Haben Menschen das Recht, andere Menschen zu töten? Ich habe dazu eine klare Meinung, aber die Jugendlichen, die dieses Buch lesen, haben vielleicht noch nie darüber nachgedacht. Dieses Buch macht ihnen deutlich, dass es oft nicht leicht ist, zwischen gut und böse, richtig und falsch zu unterscheiden.

Wer ist Edward Moon? ist für den Deutschen Jugendliteraturpeis 2020 norminiert.

Fazit: Ein sehr atmosphärisches Buch, das unter die Haut geht. Die Leser*innen ab 14 Jahren kommen nicht umhin, sich mit der Frage auseinanderzusetzen, ob die Todesstrafe gut und richtig ist. Obwohl das Buch sich locker liest, ist es doch eine anstrengende Lektüre, die einen lange nicht loslässt.

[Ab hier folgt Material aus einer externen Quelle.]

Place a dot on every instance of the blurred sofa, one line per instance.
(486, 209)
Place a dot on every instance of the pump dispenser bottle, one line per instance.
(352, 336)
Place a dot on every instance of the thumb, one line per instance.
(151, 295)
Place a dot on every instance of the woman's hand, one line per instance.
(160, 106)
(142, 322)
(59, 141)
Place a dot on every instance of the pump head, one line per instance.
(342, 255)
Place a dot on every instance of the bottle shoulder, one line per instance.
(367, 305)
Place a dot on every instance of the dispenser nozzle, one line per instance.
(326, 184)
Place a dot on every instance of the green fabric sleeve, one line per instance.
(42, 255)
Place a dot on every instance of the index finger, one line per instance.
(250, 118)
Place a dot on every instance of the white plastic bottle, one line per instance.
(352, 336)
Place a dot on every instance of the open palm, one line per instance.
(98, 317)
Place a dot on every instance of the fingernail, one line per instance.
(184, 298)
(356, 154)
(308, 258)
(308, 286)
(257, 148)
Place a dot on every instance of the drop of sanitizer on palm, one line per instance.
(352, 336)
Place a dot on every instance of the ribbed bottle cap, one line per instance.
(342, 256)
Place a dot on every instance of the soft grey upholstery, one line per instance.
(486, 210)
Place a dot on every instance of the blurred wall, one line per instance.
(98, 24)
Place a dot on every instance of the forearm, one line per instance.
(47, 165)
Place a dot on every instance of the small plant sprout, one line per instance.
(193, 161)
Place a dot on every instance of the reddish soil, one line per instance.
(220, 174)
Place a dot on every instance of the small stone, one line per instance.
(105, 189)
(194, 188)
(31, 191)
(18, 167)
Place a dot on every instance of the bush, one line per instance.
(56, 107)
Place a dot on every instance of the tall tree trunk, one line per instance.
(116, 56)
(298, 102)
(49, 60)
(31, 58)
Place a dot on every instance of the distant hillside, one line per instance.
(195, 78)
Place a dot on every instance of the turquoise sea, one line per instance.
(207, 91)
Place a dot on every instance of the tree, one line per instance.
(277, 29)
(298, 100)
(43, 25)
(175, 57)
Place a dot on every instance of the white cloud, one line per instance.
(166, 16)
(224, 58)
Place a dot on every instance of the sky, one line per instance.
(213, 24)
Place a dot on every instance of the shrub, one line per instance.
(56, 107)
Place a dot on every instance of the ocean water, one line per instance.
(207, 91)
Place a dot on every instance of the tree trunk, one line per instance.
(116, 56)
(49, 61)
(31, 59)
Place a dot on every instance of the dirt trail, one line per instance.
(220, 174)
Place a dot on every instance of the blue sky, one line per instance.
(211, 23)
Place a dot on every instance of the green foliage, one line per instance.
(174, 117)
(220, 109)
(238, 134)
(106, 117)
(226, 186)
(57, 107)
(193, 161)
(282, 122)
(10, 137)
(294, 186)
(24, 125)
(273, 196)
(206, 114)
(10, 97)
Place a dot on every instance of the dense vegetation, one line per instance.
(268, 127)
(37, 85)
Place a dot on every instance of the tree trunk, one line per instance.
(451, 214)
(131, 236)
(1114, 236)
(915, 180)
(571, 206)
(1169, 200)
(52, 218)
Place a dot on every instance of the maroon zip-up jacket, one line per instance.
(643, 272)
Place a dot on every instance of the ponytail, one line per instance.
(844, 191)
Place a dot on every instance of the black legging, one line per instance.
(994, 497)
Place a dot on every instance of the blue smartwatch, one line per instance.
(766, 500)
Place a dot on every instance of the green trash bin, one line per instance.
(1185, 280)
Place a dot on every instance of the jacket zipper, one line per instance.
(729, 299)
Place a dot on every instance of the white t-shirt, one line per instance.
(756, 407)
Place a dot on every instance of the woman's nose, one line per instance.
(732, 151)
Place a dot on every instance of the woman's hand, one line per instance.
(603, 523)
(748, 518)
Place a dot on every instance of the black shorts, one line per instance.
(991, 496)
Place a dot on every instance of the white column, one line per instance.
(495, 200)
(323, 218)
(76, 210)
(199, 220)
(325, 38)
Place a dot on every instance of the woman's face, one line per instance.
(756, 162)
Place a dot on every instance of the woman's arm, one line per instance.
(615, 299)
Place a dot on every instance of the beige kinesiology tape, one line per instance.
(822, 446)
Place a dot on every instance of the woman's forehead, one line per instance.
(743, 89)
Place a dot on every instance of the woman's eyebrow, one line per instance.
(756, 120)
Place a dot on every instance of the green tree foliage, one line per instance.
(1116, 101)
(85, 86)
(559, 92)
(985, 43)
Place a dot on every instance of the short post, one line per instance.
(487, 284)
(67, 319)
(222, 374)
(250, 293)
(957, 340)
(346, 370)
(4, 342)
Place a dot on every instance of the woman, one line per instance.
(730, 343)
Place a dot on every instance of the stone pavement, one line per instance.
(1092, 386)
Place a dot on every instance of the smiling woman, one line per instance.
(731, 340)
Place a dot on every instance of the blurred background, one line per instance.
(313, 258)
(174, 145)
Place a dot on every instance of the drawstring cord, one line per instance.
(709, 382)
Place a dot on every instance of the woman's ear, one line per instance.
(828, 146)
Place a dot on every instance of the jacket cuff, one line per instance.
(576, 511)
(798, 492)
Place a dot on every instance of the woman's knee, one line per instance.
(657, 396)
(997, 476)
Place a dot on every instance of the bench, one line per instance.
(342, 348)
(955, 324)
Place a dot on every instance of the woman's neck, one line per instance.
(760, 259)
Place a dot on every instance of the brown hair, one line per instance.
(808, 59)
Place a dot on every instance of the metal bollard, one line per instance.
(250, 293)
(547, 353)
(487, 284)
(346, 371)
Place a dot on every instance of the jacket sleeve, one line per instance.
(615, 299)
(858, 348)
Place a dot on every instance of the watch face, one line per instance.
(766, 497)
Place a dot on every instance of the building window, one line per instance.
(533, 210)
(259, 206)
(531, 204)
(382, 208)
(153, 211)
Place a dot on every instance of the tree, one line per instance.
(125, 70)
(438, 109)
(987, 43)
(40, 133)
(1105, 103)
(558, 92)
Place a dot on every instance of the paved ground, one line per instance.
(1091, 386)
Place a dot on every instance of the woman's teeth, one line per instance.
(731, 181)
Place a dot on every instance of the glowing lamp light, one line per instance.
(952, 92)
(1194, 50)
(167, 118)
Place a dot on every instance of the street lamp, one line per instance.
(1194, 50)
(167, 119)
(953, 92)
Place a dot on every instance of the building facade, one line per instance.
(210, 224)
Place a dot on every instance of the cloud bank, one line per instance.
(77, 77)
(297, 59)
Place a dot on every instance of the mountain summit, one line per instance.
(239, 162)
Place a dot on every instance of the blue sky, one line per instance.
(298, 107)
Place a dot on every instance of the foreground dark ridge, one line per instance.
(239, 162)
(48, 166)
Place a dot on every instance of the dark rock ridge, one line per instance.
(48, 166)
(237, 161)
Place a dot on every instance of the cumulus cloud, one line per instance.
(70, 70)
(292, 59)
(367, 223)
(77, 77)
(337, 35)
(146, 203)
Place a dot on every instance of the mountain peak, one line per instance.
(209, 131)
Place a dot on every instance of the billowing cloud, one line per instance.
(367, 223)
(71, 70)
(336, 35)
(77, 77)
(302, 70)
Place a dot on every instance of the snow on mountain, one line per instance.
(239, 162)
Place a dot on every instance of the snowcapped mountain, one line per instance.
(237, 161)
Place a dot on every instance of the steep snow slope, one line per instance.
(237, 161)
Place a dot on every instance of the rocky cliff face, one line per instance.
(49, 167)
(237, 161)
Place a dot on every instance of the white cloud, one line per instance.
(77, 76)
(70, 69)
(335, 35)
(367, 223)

Sarah Crossan: Wer ist Edward Moon? Aus dem Englischen von Cordula Setsmann. Mixtvision 2019. 357 Seiten, Euro 17,00, ISBN 978-3-95854-140-5.

Ich werde versuchen, alle Bücher zu besprechen, die für den Deutschen Jugendliteraturpreis nominiert sind. Auf einer Übersichtsseite sammele ich Links zu allen Rezensionen.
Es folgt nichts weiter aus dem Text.